And if you find love again someday—don’t you DARE feel guilty. But make him know, loud and clear, that Lynx ‘Hurricane’ Ladet will haunt his ass if he doesn’t treat you like the queen you are.
I let out a soft exhale, shaking my head, because somehow I believe him. I believe that he would absolutely haunt any guy who tried to fuck me over.
And I fucking love him for it.
Lastly, remember this… I’ll be back as soon as I can. Maybe not in the way you want, maybe not in the flesh, but in every laugh you share, in every storm that rolls across the sky, in every wild thing our kids do, I’ll be there.
Always.
So don’t cry too hard, Sha.
Or do.
But know this…
You were my life, my reason, my everything.

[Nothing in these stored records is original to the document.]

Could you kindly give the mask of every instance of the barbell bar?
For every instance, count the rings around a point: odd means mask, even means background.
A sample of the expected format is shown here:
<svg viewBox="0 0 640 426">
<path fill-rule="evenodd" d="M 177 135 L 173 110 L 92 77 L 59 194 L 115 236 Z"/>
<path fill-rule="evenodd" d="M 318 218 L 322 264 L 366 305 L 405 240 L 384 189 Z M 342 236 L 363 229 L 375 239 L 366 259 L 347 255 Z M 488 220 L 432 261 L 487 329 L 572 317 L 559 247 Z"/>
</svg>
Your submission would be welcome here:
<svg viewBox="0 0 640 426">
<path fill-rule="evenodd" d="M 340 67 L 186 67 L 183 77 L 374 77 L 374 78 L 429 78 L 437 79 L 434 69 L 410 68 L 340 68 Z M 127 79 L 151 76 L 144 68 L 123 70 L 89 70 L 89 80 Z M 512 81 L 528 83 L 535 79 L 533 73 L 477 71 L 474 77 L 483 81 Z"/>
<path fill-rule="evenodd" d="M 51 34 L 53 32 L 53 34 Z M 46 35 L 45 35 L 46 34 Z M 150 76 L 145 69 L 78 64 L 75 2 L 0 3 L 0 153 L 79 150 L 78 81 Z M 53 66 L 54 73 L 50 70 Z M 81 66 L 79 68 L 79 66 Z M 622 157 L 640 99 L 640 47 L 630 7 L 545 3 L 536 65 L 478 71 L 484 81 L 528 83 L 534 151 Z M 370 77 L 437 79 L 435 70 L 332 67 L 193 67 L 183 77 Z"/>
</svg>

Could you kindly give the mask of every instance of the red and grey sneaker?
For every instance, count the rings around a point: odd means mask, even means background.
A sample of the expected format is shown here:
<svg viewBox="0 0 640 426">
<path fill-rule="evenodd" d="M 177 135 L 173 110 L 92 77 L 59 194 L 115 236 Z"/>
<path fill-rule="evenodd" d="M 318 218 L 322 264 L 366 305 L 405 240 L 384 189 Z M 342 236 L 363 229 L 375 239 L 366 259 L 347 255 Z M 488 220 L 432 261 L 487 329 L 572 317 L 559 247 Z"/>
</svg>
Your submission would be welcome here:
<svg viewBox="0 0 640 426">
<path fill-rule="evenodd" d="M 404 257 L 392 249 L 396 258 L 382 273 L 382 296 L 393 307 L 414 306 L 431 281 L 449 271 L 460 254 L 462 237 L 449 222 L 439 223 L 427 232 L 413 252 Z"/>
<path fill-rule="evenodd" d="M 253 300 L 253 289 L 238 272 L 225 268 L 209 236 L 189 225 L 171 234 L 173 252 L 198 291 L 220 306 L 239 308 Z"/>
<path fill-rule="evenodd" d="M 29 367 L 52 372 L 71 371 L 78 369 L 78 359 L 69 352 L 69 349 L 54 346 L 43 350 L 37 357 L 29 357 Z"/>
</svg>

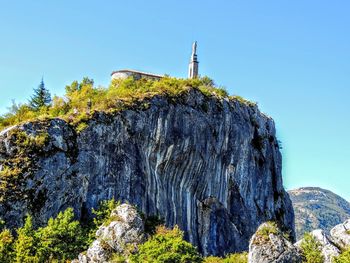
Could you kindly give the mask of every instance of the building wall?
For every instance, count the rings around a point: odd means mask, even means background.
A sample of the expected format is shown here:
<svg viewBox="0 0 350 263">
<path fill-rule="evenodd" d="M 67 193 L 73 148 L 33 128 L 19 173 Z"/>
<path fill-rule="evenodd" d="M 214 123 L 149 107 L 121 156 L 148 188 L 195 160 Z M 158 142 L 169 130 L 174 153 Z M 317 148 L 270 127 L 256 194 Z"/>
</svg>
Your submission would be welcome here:
<svg viewBox="0 0 350 263">
<path fill-rule="evenodd" d="M 126 79 L 130 76 L 133 76 L 134 79 L 138 80 L 141 78 L 146 78 L 146 79 L 152 79 L 152 80 L 159 80 L 160 77 L 157 76 L 150 76 L 150 75 L 145 75 L 142 73 L 137 73 L 137 72 L 115 72 L 112 75 L 112 79 Z"/>
<path fill-rule="evenodd" d="M 131 75 L 131 72 L 116 72 L 112 75 L 112 79 L 127 79 Z"/>
</svg>

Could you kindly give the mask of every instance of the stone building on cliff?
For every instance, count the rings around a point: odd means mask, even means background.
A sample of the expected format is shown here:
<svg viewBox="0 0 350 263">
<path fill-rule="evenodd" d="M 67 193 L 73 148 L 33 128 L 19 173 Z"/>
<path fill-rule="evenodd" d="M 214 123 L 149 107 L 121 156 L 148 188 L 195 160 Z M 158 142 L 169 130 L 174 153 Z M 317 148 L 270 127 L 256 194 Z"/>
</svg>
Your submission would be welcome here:
<svg viewBox="0 0 350 263">
<path fill-rule="evenodd" d="M 188 78 L 194 79 L 198 77 L 198 59 L 197 59 L 197 41 L 192 45 L 191 60 L 188 66 Z M 160 80 L 163 75 L 133 70 L 133 69 L 121 69 L 113 71 L 111 74 L 112 79 L 126 79 L 128 77 L 133 77 L 138 80 L 141 78 L 147 78 L 152 80 Z"/>
</svg>

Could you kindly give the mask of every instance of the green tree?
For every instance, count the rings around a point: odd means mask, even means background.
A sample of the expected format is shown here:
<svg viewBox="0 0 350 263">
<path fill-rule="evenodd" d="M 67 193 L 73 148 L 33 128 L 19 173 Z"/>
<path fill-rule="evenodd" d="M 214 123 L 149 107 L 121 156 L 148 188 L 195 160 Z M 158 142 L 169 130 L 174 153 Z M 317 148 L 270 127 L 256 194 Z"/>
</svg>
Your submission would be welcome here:
<svg viewBox="0 0 350 263">
<path fill-rule="evenodd" d="M 0 262 L 10 263 L 13 257 L 13 236 L 8 229 L 0 233 Z"/>
<path fill-rule="evenodd" d="M 49 106 L 50 103 L 51 103 L 51 94 L 45 88 L 44 80 L 41 79 L 41 82 L 38 88 L 34 89 L 34 95 L 31 97 L 29 101 L 29 105 L 33 110 L 38 111 L 42 107 Z"/>
<path fill-rule="evenodd" d="M 204 263 L 248 263 L 248 253 L 229 254 L 225 258 L 209 256 L 204 258 Z"/>
<path fill-rule="evenodd" d="M 101 226 L 110 217 L 112 211 L 120 205 L 119 201 L 115 201 L 114 198 L 110 200 L 103 200 L 100 202 L 98 209 L 92 209 L 94 217 L 95 227 Z"/>
<path fill-rule="evenodd" d="M 86 86 L 93 87 L 94 80 L 88 77 L 84 77 L 80 83 L 74 80 L 70 85 L 66 86 L 66 93 L 69 95 L 70 93 L 73 93 L 75 91 L 80 91 L 83 87 Z"/>
<path fill-rule="evenodd" d="M 177 226 L 172 230 L 158 227 L 156 234 L 140 245 L 130 260 L 135 263 L 202 262 L 196 248 L 183 239 L 183 232 Z"/>
<path fill-rule="evenodd" d="M 301 242 L 301 251 L 305 263 L 323 263 L 324 257 L 321 252 L 321 243 L 310 233 L 304 235 Z"/>
<path fill-rule="evenodd" d="M 40 241 L 37 251 L 40 262 L 73 259 L 85 249 L 83 231 L 74 220 L 72 208 L 50 218 L 46 227 L 37 230 L 36 237 Z"/>
<path fill-rule="evenodd" d="M 14 262 L 17 263 L 35 263 L 36 240 L 33 229 L 32 217 L 27 215 L 24 226 L 17 230 L 17 240 L 14 244 Z"/>
<path fill-rule="evenodd" d="M 119 201 L 115 201 L 114 198 L 110 200 L 103 200 L 100 202 L 98 209 L 92 209 L 92 214 L 94 218 L 92 222 L 90 221 L 85 227 L 85 232 L 87 233 L 87 245 L 90 245 L 96 238 L 97 229 L 108 222 L 112 210 L 120 205 Z"/>
</svg>

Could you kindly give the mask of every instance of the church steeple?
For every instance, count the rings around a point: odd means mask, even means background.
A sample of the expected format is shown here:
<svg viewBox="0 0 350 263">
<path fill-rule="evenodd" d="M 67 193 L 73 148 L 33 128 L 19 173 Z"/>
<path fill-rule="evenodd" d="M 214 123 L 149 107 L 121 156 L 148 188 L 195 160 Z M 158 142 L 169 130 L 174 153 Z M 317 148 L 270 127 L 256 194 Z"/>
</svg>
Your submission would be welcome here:
<svg viewBox="0 0 350 263">
<path fill-rule="evenodd" d="M 191 61 L 188 66 L 188 78 L 194 79 L 198 77 L 198 60 L 197 60 L 197 41 L 193 42 Z"/>
</svg>

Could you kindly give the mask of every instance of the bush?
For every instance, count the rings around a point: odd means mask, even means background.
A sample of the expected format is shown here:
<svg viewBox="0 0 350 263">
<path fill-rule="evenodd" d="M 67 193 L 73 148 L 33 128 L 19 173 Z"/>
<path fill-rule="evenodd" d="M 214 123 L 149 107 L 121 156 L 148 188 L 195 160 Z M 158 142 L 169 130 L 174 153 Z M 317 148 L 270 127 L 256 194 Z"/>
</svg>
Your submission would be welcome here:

I love you with everything I am.
Always yours,
Hurricane
The words blur through my tears. My heart cracks open and somehow feels full all at once. He’s managed it—the stubborn, impossible, hilarious, filthy, beautiful man—he’s made me laugh and sob in the same breath. And as I press the letter to my chest, I can almost hear him whispering in my ear, reminding me he’ll never really be gone.
A gentle knock at the door snaps my head around to my mother, who pops her head in. Her eyes widen when she looks at me. “Oh, honey!” She rushes into the room toward me.
Sniffing, I shake my head. “No, no. I’m okay,” I say, folding his letter back up, sliding it into the envelope, and popping it into the top drawer for safekeeping. “I just found something of Hurricane’s, and it’s made me a little emotional, but I’m okay.”
She weakly smiles, her own eyes red-rimmed from crying. She loved Hurricane like a son, and watching her own daughter’s heart break has been almost as hard as losing him.
“You look beautiful,Keiki,” Mom says, straightening the collar of my black maternity dress as I stand. “Hurricane would be so proud.”
I catch my reflection in the mirror and barely recognize myself. The woman staring back looks hollow, like a shadow of who I used to be. Eight months ago, I was glowing with pregnancy and happiness. Now I look like I’m barely holding myself together.
Because I am.
“Time to go,” Lani says softly, popping her head inside the room, and I realize I’ve been in this room longer than I thought.
Letting out a long exhale, I find an ounce of inner strength that I think Hurricane just gave to me, and I nod. “Okay, let’s go.”
The three of us walk out into the main room of the clubhouse, and it feels eerily empty. I know the guys left before us, but seeing it so quiet like this feels ominous.
Like the calm before the storm.
The cars are waiting outside—a procession that will take us from the clubhouse to the cemetery where Hurricane’s casket waits.
Empty.
The word echoes in my mind as we walk toward the front door.
There’s nothing left of him.
The love of my life is scattered in particles across some godforsaken sinkhole in New Orleans, blown apart saving people he didn’t even know. Because that’s who he was. That’s who he’ll always be in my memory—the man who ran toward danger to protect others, even when it cost him everything.
I guess he was always supposed to be a force of nature.
He just decided to literally go out with a bang.